A Massachusetts Land Court judge last week dismissed the central claim in a complicated property rights case that centers on an attempt by a group of developers to open up access to a vast area of landlocked lots off Moshup Trail in Aquinnah.

If it is allowed to stand, the ruling by the Hon. Mark Green may block development on over 100 acres that includes a rare, windswept coastal heathland off Moshup Trail.

Attorneys for the town of Aquinnah and the Vineyard Conservation Society (VCS) called the decision an environmental victory.

"This has far-reaching consequences; it's a very important environmental decision," said Aquinnah town counsel Ronald H. Rappaport.

"There is no question about the environmental significance of this," said VCS executive director Brendan O'Neill.

"We're pleased that Judge Green saw it our way," said Jennifer Roberts, a Boston attorney who represented VCS in the case.

VCS, the town of Aquinnah and a long list of private property owners are defendants in the case.

Plaintiffs in the case are Bear Realty Trust, controlled by James DeCoulis and Maria Kitris, and Gossamer Wing Realty Trust, controlled by Benjamin Hall Jr.

Attorneys for the plaintiffs had no comment on the ruling.

Issued on June 4, the 18-page decision can be summed up in a single sentence: There is no legal access to well over 100 "setoff" lots located off Moshup Trail.

The entire town of Gay Head (now named Aquinnah) was divided into setoff lots in the late 1870s, the period that marks the beginning of all title research in the town.

The ruling is written in dense legal language, but the case turned on three central facts:

* The land court had previously determined that landlocked setoff lots are accompanied by what is known as an easement by implication, or an easement by necessity, but the easement must run to a road that was in existence at the time the lots were created.

* State Road was the only road in existence when the Moshup Trail setoff lots were created in the late 1800s.

* An easement by necessity from the Moshup Trail lots to State Road must run to the north through the Wampanoag Tribe of Gay Head tribal lands, but Judge Green found there can be no easement through the tribal lands because all the rights were wiped out nine years ago when the United States government, acting as a trustee for the tribe, took the land.
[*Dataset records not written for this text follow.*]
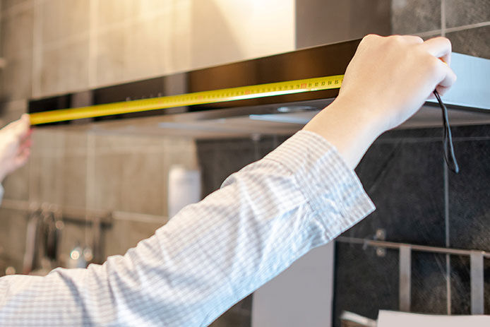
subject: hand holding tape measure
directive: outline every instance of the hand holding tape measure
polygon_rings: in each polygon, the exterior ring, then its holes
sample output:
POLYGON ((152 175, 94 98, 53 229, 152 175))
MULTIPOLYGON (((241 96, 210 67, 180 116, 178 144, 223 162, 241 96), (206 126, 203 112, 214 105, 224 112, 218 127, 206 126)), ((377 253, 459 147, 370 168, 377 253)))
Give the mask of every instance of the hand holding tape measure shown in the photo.
POLYGON ((354 168, 379 135, 415 114, 434 90, 443 94, 453 85, 455 73, 439 60, 449 64, 450 54, 444 37, 366 36, 339 95, 304 129, 324 136, 354 168))

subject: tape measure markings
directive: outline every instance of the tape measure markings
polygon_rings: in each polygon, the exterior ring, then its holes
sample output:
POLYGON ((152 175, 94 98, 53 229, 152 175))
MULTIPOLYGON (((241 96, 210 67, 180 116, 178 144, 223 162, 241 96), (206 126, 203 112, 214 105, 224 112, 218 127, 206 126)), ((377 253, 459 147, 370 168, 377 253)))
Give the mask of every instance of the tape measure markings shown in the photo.
POLYGON ((343 75, 306 78, 285 82, 213 90, 209 91, 168 95, 88 107, 35 112, 30 114, 32 125, 83 118, 141 112, 208 103, 273 97, 322 90, 339 88, 343 75))

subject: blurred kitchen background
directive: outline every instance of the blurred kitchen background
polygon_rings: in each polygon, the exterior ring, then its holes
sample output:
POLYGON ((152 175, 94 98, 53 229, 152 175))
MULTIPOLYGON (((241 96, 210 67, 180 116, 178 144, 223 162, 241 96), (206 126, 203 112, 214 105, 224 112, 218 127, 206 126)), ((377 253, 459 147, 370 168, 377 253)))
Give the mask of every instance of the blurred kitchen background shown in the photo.
MULTIPOLYGON (((453 51, 490 59, 488 0, 0 4, 2 126, 26 112, 30 99, 359 38, 369 32, 424 38, 444 35, 453 51)), ((29 162, 3 184, 0 275, 35 268, 42 273, 55 261, 77 266, 123 254, 168 221, 171 169, 200 171, 202 183, 196 187, 203 197, 285 137, 195 139, 35 129, 29 162), (35 258, 36 248, 29 241, 34 235, 29 228, 33 216, 46 225, 42 237, 50 251, 56 251, 54 261, 35 258)), ((440 129, 395 131, 382 136, 357 169, 378 209, 344 236, 383 236, 393 242, 490 251, 490 128, 458 127, 454 137, 462 167, 458 175, 448 172, 443 165, 440 129)), ((264 321, 280 320, 282 315, 289 322, 301 319, 301 326, 320 326, 307 321, 332 316, 333 326, 338 326, 344 310, 375 318, 379 309, 398 309, 395 251, 380 253, 337 242, 335 249, 331 246, 311 256, 292 277, 277 284, 283 295, 277 297, 275 307, 273 297, 264 295, 261 302, 258 297, 254 302, 251 295, 212 326, 245 327, 252 321, 255 326, 280 326, 264 321), (322 261, 323 253, 328 258, 322 261), (329 263, 334 261, 335 269, 329 270, 329 263), (330 277, 306 285, 301 269, 308 267, 308 273, 330 277), (301 307, 301 302, 309 303, 308 290, 319 285, 325 287, 325 296, 312 295, 310 302, 314 304, 301 307)), ((467 258, 414 254, 412 261, 412 311, 470 314, 467 258)), ((488 314, 490 261, 484 263, 488 314)), ((300 326, 285 323, 281 326, 300 326)), ((330 323, 325 321, 321 326, 330 323)))

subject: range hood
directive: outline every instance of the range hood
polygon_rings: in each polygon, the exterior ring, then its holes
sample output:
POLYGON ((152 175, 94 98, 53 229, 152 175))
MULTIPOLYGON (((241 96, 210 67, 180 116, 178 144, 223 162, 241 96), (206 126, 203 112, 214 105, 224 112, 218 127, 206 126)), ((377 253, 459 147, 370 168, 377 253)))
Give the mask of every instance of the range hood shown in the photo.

Also, efforts to join the U.S. government as a party in the case were unsuccessful (in order to establish an easement by necessity, a landowner must bring into court every abutting landowner affected by the implied easement).

"The easement cannot be placed on land of the United States," Judge Green concluded.

The judge acknowledged the weight of his ruling. "I am aware that the dismissal likely precludes plaintiffs' opportunity to prosecute their claims of an easement by necessity. . . . [I]n mitigation of the apparent harshness, I note that plaintiffs (and their predecessors in title) waited to present their claims for more than 100 years . . . and for nine more years after the United States acquired [the tribal lands]," he wrote.

The ruling could have an impact on the value of the landlocked setoff lots.

It also has clear implications for a Moshup Trail conservation project begun by VCS about five years ago. The project involves protection of about 50 acres of coastal heathland, a rare habitat that is home to orchid bogs, northern harriers and spotted turtles. To date VCS has acquired about 25 setoff lots at a cost of some $3 million.

"This gives us renewed confidence in moving forward, because this project is not done," Mr. O'Neill said.

He also said the court decision underscores the advocacy role of VCS in the land protection movement on the Vineyard. "We like to frame the question: Who speaks for the land? As the stakes increase, an environmental defense fund will be pivotal," Mr. O'Neill said. He added:

"This is an important role that VCS plays in the land protection movement on Martha's Vineyard, which is advocacy on behalf of the land. With the Moshup Trail project, we are here to protect the last vestige of this coastal heathland."